June 16, 2024

Whole Community News

From Kalapuya lands in the Willamette watershed

Sustainability Commission looks to align with council to bring clean energy jobs to Eugene

9 min read
Councilor Alan Zelenka encouraged the Sustainability Commission to focus on the hundreds of millions of dollars in renewable energy funds flowing into the state. He said the "once-in-a-lifetime" opportunity is estimated to create 435,000 jobs.

Eugene’s Sustainability Commission presented its annual report Nov. 13.

Jan Bohman (Sustainability Commission): Thanks for the opportunity to present our annual report for FY23 and our work plan for FY24.

[00:00:12] One overall theme for the year was aligning commission work with the work being done by staff and city council.

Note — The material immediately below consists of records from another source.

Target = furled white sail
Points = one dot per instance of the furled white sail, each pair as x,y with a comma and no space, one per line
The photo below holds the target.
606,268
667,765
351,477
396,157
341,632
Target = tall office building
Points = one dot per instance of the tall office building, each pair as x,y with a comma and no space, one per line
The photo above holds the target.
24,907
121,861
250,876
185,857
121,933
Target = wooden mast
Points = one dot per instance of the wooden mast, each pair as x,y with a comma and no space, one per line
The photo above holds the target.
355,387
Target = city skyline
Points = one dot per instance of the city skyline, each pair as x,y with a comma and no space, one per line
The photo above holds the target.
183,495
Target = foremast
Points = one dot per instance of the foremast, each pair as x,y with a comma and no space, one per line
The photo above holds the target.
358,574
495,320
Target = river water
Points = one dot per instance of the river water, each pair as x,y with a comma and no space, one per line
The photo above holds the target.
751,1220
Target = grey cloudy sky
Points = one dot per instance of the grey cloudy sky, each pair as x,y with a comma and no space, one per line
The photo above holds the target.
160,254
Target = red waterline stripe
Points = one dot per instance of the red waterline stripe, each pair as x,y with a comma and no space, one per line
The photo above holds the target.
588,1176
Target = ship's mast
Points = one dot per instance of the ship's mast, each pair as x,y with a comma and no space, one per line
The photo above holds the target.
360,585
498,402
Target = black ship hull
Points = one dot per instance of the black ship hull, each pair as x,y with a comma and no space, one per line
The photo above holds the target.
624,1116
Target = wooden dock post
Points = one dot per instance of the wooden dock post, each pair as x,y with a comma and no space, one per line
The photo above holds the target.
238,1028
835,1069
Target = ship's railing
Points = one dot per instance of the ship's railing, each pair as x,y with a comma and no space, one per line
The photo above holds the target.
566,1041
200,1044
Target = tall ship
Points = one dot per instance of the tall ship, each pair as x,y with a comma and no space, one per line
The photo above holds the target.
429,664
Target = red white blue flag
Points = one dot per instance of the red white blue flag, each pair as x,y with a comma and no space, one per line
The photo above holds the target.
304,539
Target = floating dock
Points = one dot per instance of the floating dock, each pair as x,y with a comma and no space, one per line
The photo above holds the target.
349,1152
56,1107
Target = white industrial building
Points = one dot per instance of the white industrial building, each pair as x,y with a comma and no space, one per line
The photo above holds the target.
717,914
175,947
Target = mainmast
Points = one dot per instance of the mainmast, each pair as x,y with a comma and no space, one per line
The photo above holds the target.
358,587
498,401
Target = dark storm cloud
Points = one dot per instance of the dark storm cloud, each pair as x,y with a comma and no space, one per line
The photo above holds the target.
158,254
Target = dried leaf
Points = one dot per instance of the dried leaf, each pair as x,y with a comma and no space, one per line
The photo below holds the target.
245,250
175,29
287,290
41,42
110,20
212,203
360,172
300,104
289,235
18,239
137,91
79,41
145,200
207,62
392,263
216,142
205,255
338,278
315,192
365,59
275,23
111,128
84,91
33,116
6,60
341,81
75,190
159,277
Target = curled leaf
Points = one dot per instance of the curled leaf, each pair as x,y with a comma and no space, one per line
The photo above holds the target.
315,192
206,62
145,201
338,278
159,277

[00:00:18] The commission was asked to provide input and recommendations to staff on a variety of topics like the Climate Friendly and Equitable Communities’ parking rules…the Move EUG map…and the city’s revised street design standards.

[00:00:30] Another theme for the year was exploring community projects which could have a significant role in advancing the goals of the Climate Action Plan 2.0. For example, Lane County is considering an integrated material and energy recovery facility at Short Mountain landfill to improve recycling and materials recovery. Also, EWEB has an electric vehicle car share program.

[00:00:50] In addition, staff walked through the details of the 2021 greenhouse gas inventories for both the Eugene community and city operations.

[00:00:59] One good accomplishment was forming the Education and Outreach Committee to develop a foundation for how the commission can conduct public engagement and outreach. The committee developed a slide deck to present at community meetings, and had our first outreach effort tabling at the Southeast Neighbors Association picnic this summer.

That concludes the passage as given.